But Why?

Why am I wasting precious time rebuilding a perfectly working lab?

Because it wasn’t actually a “perfectly working lab.” I forget whether I was rebuilding a server for the n-th time, or just troubleshooting and restarting a crashed service for the n-th time, but I realized that my lab was taking a lot of my time with tasks that were pure maintenance.

I have somehow managed to acquire a life, so I don’t have a lot of spare time anymore. I still want to have the lab, and I still want to do the stuff it enables me to do. But, given the existence of this new “life” thing, I wanted to actually do new things with the lab rather than spend the little time I had doing maintenance on it. That meant I was looking for a way to make the lab need as little maintenance as possible, maximizing the time I could spend doing stuff with it.

The way it used to be

My first iteration of the lab looked like it came from a yard sale. It consistend of 6 half-height desktop machines that I’d bought from Woot for about $40 each, and 2 Google Search servers. The desktop machines ran the tasks, and the Google search boxes ran a minimally-redundant ElasticSearch cluster.

This worked in the short term, but hard drives kept filling, and the occasional catastrophic drive failure convinced me that I couldn’t count on any of the servers (big or small) for storage of data.

More storage, more problems

To get over the local limitations, I added a Drobo NAS to store all the data my little experiments collected. (it’s now a Synology one, more on this in the hardware) section.)

Adding the NAS was the right thing to do, but it exposed a race condition. My house has regular short power outages, because the local power company is run by jerks (f&*k Pepco). When I’d lose power, my whole lab would, obviously, shut down. When power would come back up, the lab systems would come back up in their own order, but the NAS would be one of the last things to come back. This caused a problem because the Linux servers boxes were configured to mount the Drobo’s shares at boot, and since the Drobo wasn’t running when the servers booted, that mount would fail. Linux wouldn’t re-try that mount, it would just boot into a busted state.

This meant that every time I lost power (sometimes quite often…seriously, f%^k Pepco), I would have to go downstairs, re-mount the RAID on each server, then restart the services that wrote to the RAID, and migrate any data that got saved in the wrong place onto the RAID.

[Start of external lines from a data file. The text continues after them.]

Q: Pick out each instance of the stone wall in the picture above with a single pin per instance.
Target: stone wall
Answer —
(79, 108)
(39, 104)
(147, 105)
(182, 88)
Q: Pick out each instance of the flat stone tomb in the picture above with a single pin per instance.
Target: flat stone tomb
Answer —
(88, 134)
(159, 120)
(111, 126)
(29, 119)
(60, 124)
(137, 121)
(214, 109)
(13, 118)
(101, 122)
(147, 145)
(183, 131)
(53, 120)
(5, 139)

Add to that the occasional hardware failure on the small boxes, Ubuntu dist-upgrades failing for a new reason every time I tried, and I found I was spending a lot of time just running in place.

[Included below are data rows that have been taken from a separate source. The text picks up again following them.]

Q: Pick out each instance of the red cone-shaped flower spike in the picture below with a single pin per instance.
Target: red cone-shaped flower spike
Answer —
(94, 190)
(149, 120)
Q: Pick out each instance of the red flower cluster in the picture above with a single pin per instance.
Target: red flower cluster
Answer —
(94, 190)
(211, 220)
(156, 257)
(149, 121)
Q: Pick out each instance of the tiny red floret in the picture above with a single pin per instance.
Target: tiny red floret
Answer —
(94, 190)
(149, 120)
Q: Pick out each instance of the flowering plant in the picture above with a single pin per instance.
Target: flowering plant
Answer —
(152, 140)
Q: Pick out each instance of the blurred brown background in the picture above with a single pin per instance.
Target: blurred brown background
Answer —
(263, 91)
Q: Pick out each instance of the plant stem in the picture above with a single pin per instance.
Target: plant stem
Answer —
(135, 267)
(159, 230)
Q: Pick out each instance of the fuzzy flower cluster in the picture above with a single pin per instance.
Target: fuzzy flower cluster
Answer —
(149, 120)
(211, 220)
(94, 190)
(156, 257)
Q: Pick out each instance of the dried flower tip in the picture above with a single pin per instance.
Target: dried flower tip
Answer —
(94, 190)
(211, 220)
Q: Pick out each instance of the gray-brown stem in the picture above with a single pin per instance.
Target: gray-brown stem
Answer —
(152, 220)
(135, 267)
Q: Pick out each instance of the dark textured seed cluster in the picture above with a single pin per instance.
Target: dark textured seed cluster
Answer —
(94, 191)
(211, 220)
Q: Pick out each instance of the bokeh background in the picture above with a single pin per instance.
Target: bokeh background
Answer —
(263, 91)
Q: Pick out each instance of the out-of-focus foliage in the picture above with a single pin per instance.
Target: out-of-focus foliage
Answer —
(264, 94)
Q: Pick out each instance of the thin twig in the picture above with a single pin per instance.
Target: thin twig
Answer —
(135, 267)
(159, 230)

That sucked. So…rebuild time.

Why not just go to the cloud?

Since I want to spend more time with family but still have a lab, why not outsource the whole problem to aws/google/azure? I’m not doing that for a few reasons: 1) Trust - Part of the point of this cluster is that I’m doing research on malware. While the various cloud providers all say that they won’t reach inside customer datasets, at my scale I have no monetary or reputational weight to make sure that stays true. I’ve already gotten emails from my ‘net provider telling me that they noticed my malware scraping traffic, and were concerned one of my systems had been hacked. The last thing I need is for an AWS support person to get one of those emails, look at my S3 bucket-o-malware, freak out, and delete multiple years of work at one swoop. 2) Cost - While buying servers and drives is expensive, it’s a cost that gets amortized over a long time. I’m fairly convinced that the long term cost of running my own lab is lower than it would be if I were running it in the cloud, but much spikier. I (probably) wouldn’t get a $4k bill from AWS in one month, the way I did when I was buying a NAS and a bunch of drives for it, but I wouldn’t be at all surprised if my lab equivalent in AWS would cost that over the course of a year or so. I’m very lucky to have the income to be able to absorb the one-time cost spikes so that I can save more in the long run.

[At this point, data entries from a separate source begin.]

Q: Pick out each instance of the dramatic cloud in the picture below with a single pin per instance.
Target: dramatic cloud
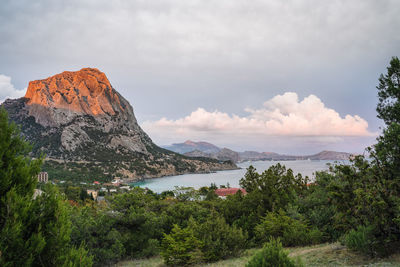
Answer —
(282, 116)
(7, 90)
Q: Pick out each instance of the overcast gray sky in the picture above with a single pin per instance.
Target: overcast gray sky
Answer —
(242, 74)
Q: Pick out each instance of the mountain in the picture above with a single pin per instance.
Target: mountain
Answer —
(89, 131)
(204, 149)
(190, 146)
(223, 154)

Why do this all a second time?

The notes above cover why I did it the first time, why would I go to the trouble of rebuilding it again?

Frankly, while the Google Search boxes it ran on for the first version of the lab were cool (and very colorful), they use a lot of power. The picocluster will have just as much processing power (frankly, more) and probably more storage space per node once I add USB SSDs. Overall, while the picocluster was expensive, I expect it’ll pay for itself in power costs within a year or so.